Ohne konkrete Lösungen und Produkte geht es aber dann doch nicht. Gemeinsam mit mehr als 25 Geschäftspartnern soll der Kundschaft gezeigt werden, was der Hightech-Gigant konkret zu bieten hat. Im Mittelpunkt stehen dabei das Hypethema Cloud Computing, sowie Lösungen aus den Bereichen Sicherheit, Business Intelligence, Mobilität, Energie oder Gesundheitswesen. Und natürlich wird es um "Watson" gehen, IBMs neuen Supercomputer, der natürliche Sprache versteht und in der US-Quizshow Jeopardy gerade zwei Champions besiegt hat. Geschicktes Timing für einen technologischen Coup, der zeigen soll, dass IBM auch im hohen Alter noch rüstig ist.

Die IBM-Geschichte

Timing und strategisches Vorgehen gehörten schon immer zum Erfolgsrezept des Computergiganten. Das Unternehmen ging 1924 aus der oben erwähnten "Computing Tabulating Recording Company" hervor, eine Firma, die die vom deutschen Ingenieur Herman Hollerith erfundenen Lochkartenmaschinen produzierte. Deren Präsident Thomas J. Watson sen., war denn auch der erste Chef von IBM.
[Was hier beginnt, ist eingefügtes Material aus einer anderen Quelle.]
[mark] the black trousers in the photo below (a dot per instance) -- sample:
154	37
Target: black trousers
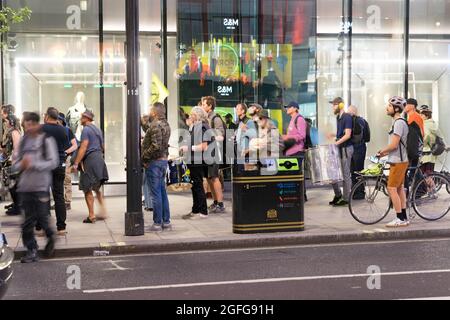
59	175
358	161
15	198
36	207
198	192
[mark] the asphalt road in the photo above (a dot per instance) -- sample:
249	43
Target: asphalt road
409	270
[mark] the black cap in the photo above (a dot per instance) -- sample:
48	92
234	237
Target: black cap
88	114
412	101
292	104
263	114
337	100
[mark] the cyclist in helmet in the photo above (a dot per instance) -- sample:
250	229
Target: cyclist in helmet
398	159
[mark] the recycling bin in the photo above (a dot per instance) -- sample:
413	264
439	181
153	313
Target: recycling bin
268	196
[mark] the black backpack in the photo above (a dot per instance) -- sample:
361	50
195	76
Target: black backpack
357	131
414	143
366	131
221	146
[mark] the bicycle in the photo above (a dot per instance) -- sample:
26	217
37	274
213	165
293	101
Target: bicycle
424	195
444	169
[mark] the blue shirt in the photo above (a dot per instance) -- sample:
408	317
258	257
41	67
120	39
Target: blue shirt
344	122
95	138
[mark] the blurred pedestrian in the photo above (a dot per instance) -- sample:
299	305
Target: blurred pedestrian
148	203
193	149
93	171
37	158
155	151
9	153
71	152
52	129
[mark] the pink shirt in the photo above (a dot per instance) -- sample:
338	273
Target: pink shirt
297	132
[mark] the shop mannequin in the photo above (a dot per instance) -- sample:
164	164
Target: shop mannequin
74	114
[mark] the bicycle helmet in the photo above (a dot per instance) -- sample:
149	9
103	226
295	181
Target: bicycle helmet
398	102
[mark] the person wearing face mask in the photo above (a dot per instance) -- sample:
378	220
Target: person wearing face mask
268	142
250	129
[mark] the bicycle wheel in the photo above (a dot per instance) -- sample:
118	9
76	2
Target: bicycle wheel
430	197
376	203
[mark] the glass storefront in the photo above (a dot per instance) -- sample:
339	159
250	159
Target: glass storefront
265	51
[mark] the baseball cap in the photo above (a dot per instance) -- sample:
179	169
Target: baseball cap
256	105
424	108
412	101
292	104
398	102
337	100
88	114
62	118
263	114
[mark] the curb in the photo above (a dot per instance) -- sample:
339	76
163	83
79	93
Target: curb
249	242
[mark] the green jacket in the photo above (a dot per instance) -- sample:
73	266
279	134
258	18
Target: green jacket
431	131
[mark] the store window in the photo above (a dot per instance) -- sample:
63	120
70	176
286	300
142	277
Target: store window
54	58
247	51
361	58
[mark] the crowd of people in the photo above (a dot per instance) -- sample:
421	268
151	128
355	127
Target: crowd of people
43	157
39	158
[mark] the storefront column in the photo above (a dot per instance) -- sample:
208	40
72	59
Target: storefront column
134	219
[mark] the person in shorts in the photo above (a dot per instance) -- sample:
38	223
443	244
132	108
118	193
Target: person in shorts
398	160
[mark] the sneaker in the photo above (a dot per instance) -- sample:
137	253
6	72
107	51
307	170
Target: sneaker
30	257
361	196
195	216
397	223
341	203
218	209
155	228
167	226
49	250
12	212
335	200
190	215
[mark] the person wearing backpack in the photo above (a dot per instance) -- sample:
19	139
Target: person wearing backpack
93	173
343	139
59	133
429	140
360	148
295	139
36	159
218	125
415	137
398	160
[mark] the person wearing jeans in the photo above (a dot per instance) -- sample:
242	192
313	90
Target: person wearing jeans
37	158
155	175
53	129
155	151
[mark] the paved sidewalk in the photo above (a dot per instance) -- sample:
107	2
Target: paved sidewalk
323	224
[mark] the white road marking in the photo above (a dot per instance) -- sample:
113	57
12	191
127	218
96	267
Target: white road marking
432	298
115	265
325	245
268	280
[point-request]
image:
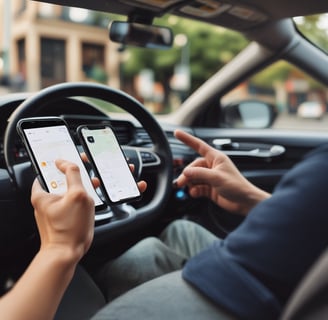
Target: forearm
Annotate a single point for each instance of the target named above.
(38, 292)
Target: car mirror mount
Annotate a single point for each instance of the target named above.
(141, 35)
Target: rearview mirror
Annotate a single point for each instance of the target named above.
(251, 114)
(141, 35)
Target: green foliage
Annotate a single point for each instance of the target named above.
(209, 49)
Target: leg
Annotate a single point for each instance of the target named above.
(153, 257)
(146, 260)
(187, 238)
(167, 297)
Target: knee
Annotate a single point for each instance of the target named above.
(177, 227)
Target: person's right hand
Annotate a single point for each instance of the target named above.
(65, 222)
(214, 175)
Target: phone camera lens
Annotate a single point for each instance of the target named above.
(91, 139)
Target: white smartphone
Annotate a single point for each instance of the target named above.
(46, 140)
(109, 162)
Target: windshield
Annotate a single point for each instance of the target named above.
(315, 28)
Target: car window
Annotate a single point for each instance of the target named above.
(299, 100)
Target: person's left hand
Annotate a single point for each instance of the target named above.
(65, 222)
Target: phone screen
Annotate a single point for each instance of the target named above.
(49, 143)
(110, 163)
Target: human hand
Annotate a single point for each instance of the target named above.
(65, 222)
(214, 176)
(142, 185)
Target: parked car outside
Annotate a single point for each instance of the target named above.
(311, 110)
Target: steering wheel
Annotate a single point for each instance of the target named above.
(125, 216)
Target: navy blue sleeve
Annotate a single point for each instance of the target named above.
(254, 270)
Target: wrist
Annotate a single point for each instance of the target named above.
(63, 255)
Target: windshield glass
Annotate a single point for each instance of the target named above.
(163, 79)
(315, 28)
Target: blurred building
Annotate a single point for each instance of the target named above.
(49, 44)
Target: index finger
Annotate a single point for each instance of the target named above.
(197, 144)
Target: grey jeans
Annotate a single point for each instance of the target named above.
(147, 278)
(153, 257)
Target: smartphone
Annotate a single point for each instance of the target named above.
(46, 140)
(109, 162)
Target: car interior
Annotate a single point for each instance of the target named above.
(261, 153)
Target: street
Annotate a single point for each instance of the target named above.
(291, 121)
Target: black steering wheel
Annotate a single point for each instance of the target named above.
(126, 216)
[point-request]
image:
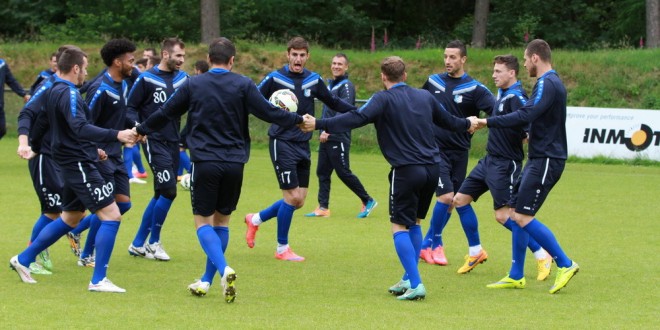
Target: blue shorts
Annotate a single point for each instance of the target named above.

Schon 1925 hatte IBM erste Niederlassungen in Frankfurt/Main und Hamburg. IBM-Chef Watson verkörperte die Geschäftsprinzipien, die IBM über viele Jahrzehnte hinweg erfolgreich machten. Er hatte sein Handwerk als Verkäufer von Ladenkassen bei NCR gelernt. NCR verstand es geschickt, Konkurrenten mit Tricks auszuschalten und den Markt zu monopolisieren, wie das Nachrichtenmagazin "Der Spiegel" 1986 in einer IBM gewidmeten Titelstory schrieb. Demnach machte NCRs Top-Verkäufer Watson aber schon bald Bekanntschaft mit der amerikanischen Anti-Trust-Behörde, die den NCR-Chef Patterson und Watson wegen wettbewerbswidriger Geschäftspraktiken anklagte, worauf Watson zu einem Jahr Gefängnis verurteilt wurde.